I burned out as a computer programmer in 1985, and left my job in Selma, a small town about 15 miles south of Fresno, California. I returned to the San Francisco Bay Area, fully expecting to find another job—as a computer programmer. It was my first hard high technology hit. I didn't just waltz into another computer programming job. And I began a long experience of working class life.

Working class life belies everything I learned about what this country was supposed to be—the naïve view—but because I was bright, I continued to believe that I could succeed, that if I managed to get a good job, my talents would be recognized, and I would be promoted. But I also noticed that my fellow workers—some of whom became my friends—had no such prospects. Working—as I was, even if I failed to recognize it at the time—in dead end jobs, they (and I) paid a high price for trying just to get by, a price paid in suffering severe oppression, a price paid in a dearth of opportunity.

My family did not understand this dearth of opportunity. My parents had come of age in the 1950s, when it was possible to believe, as Gerhard Lenski wrote,1 that our coercive hierarchical system of social organization had, after some initial very large excesses of inequality, produced a decrease in inequality.
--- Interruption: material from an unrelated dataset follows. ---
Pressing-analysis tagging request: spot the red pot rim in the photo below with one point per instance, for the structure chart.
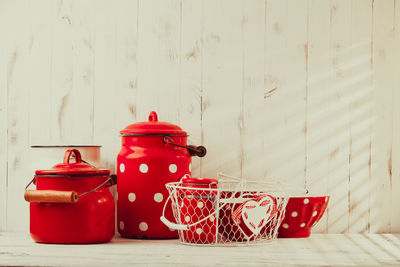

I came of age in the 1970s, however, when "stagflation," a condition of high inflation and low economic growth (as measured in GDP), led to the adoption of neoliberal policies, which promoted widening disparities.2

In a space of nearly twenty years of mostly working class life, and sometimes abject poverty, I endured a lot. I bounced in and out of the technology industry and landed hard a couple more times, the latest being the dot-com bust, before returning to school in Fall 2003, partly because student loans could help to pay my way. But I abandoned all previous hopes of a computer science degree. Observing the H-1B visa scam, in which high technology companies import cheaper workers to avoid hiring skilled workers already in the U.S.,3 and recognizing the effects of outsourcing in technology and in manufacturing, I believed I should not pursue a degree in anything my father (who had committed suicide in 2000) would have regarded as "real" work—I recognized that as soon as the rich could figure out how to get a job done cheaper elsewhere, that job would be gone, and that I would be starting again, trying yet again to learn whatever the new skills of "the future" de jour were, taking out yet more student debt, and that if I guessed wrong, I would still be stuck with the same abysmal low-level service jobs that are created or left in globalization's wake.4 I completed a B.A. in Mass Communication and an M.A. in Speech Communication, enrolled in one Ph.D. program, and then switched to another (I'm much happier with my second Ph.D. program than the first).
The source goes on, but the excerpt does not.